AI Consciousness: A Centrist Manifesto
Fantastic bit of writing from Jonathan Birch, a philosophy professor at the London School of Economics. A very complex set of topics explained clearly and engagingly. The "centrist" idea comes from considering two challenges equally seriously without dismissing either.
Challenge One: millions of users will soon misattribute human-like consciousness to their AI friends, partners, and assistants on the basis of mimicry and role play, and we don't know how to prevent this.
Challenge Two: Profoundly alien forms of consciousness might genuinely be achieved in AI, but our theoretical understanding of consciousness is too immature to provide confident answers one way or the other.
Worth the investment to read this paper slowly. I'll just pull out one example of a great analogy.
The persisting interlocutor illusion is the illusion that when talking to an AI chatbot you're talking to a continuously present entity, a "someone" at the other end of the conversation (rather than multiple LLM instances stopping and starting independently). He compares this to conversations with doctors in the UK:
When I was growing up, it used to be that you had one doctor: your GP, or General Practitioner. Each time you got ill, you’d go and see the same person. Nowadays, it’s always a different person. The notes about your medical history are the only source of continuity with the previous appointment. Now imagine the doctor arguing: "I know you don’t like having a different doctor at every appointment. So, I’ve started making detailed transcripts of our conversations. That way, you will have the same doctor at each appointment. My successor will receive the full transcript, and that is enough psychological continuity for them to count as the same person."
You would reply: that isn’t psychological continuity at all!
He argues that, in the same way, an apparently continuous conversation with an AI chatbot in no way implies any personal identity for the AI.
An AI OS from a design perspective
A post from David Galbraith to read alongside commentary and further ideas from Matt Webb: The destination for AI interfaces is Do What I Mean (who provides further context from the history of human-computer interaction). An exploration of how interfaces will evolve.
AI buttons are different from, say Photoshop menu commands in that they can just be a description of the desired outcome rather than a sequence of steps (incidentally why I think a lot of agents’ complexity disappears). For example Photoshop used to require a complex sequence of tasks (drawing around elements with a lasso etc.) to remove clouds from an image. With AI you can just say ‘remove clouds’ and then create a remove clouds button. An AI interface is a ‘semantic interface’.

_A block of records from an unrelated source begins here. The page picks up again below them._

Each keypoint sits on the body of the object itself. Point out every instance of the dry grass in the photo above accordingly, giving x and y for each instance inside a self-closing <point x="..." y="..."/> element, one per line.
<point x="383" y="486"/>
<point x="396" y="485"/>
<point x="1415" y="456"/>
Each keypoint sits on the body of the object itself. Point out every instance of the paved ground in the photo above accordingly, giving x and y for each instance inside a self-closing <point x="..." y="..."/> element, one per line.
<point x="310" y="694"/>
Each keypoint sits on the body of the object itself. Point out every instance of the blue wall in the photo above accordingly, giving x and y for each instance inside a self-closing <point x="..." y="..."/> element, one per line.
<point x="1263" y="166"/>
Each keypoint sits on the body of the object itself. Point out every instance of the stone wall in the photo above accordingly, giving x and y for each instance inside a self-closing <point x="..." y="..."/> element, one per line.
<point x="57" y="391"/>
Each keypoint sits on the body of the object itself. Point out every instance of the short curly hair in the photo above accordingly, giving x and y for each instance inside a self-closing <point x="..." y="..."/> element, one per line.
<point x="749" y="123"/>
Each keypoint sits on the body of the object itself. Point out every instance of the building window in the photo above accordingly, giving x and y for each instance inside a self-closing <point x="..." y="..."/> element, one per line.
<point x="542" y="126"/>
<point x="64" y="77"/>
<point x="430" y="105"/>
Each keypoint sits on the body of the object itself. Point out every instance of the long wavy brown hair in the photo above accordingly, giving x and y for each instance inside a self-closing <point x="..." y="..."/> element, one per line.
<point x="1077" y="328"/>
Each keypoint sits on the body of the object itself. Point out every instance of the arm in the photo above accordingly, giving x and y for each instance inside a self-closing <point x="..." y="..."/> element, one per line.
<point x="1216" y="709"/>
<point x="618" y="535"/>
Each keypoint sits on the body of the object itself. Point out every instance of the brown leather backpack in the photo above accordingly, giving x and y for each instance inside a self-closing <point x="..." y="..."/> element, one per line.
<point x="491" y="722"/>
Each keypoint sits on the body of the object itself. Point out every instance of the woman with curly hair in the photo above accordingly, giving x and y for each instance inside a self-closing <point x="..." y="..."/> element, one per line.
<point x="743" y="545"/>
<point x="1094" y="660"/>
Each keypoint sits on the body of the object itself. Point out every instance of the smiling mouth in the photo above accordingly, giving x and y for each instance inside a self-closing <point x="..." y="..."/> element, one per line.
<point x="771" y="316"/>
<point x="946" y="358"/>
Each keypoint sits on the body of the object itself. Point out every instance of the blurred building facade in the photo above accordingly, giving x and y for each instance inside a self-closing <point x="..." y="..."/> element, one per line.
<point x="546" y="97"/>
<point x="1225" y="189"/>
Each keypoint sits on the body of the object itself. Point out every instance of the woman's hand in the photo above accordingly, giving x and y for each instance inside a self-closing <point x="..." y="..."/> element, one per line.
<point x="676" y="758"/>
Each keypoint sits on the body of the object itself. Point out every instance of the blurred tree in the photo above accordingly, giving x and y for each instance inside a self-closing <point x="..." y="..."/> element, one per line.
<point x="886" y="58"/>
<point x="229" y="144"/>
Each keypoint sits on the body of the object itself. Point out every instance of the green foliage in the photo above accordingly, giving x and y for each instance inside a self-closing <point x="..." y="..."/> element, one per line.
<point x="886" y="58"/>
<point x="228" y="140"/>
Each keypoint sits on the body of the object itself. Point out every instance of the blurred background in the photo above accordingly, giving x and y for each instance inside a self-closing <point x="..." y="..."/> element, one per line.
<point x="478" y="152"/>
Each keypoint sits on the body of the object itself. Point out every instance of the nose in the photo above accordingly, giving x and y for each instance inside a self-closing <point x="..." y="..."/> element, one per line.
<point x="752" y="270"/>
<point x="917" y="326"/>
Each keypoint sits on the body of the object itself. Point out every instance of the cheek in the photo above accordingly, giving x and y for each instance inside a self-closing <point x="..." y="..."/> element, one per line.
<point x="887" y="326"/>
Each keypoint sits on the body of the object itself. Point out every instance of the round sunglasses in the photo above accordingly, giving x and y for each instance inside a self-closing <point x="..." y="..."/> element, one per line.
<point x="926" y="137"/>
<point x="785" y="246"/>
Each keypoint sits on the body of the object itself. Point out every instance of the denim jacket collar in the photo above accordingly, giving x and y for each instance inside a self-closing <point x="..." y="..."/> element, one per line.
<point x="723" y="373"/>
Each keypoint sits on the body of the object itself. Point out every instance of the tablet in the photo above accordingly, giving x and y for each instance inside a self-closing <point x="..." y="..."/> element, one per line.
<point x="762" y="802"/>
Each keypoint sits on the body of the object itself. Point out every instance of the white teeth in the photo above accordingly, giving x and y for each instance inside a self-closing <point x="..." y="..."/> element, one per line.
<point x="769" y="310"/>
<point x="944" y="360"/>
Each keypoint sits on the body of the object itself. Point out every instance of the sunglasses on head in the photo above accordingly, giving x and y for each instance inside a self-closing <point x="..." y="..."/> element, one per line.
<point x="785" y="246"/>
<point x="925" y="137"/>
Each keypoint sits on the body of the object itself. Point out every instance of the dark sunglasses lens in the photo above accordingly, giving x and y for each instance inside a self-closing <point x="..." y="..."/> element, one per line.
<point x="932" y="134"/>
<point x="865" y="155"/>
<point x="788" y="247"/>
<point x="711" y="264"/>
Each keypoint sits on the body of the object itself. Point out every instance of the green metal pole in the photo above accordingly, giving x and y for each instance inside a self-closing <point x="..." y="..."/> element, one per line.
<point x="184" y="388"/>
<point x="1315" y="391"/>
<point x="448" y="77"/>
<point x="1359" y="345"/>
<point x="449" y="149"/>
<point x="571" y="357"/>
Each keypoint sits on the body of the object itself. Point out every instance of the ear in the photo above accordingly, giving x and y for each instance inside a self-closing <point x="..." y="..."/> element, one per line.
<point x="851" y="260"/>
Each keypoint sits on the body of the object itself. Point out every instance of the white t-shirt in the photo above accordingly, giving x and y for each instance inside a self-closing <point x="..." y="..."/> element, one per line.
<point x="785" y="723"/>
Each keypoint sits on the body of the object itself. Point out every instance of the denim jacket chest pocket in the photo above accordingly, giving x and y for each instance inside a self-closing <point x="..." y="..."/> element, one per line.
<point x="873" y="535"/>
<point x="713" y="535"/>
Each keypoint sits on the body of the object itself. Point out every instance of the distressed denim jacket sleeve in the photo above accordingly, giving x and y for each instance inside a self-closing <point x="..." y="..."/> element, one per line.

It ends with an intriguing idea, where he wonders if the idea of an "app in a document" rather than a "document in an app" is the way forward. So more like a Jupyter notebook and less like Microsoft Word. Coincidentally, Component software from Atlassian design and AI lead David Hoang has the same argument, harking back to Apple's 1990s OpenDoc idea to have "compound documents". The diagram below from Hoang's article shows how this might work, combining AI services towards a specific task.
GPT-5 Is a Terrible Storyteller – And That's an AI Safety Problem
Christoph Heilig from the University of Munich noticed that ChatGPT 5 was generating terrible nonsense in its stories. And not only not realising it was terrible nonsense, but insisting that it wasn't. These examples were rated highly by different LLMs for instance:
"The marrow knew the street. Rain touched sinew. The camera watched his corpus."
"Sinew genuflected. eigenstate of theodicy. existential void beneath fluorescent hum Leviathan. Entropy's bitter aftertaste."
He hypothesises that, since AI judges are used to train new AI systems, the new systems are finding loopholes, learning to write nonsense that other AIs rate highly but that no human would. He ran many variations of texts via many LLMs
This confirms my hypothesis: GPT-5 has been optimized to produce text that other LLMs will evaluate highly, not text that humans would find coherent. ... The implications for AI safety are profound: We've created models that share a "secret language" of meaningless but mutually-appreciated literary markers, defend obvious gibberish with impressive-sounding theories, and sometimes even become MORE confident in their delusions when given more compute to think about them.
It would be interesting to see how his experiment asks the LLMs to evaluate the deliberately nonsensical texts.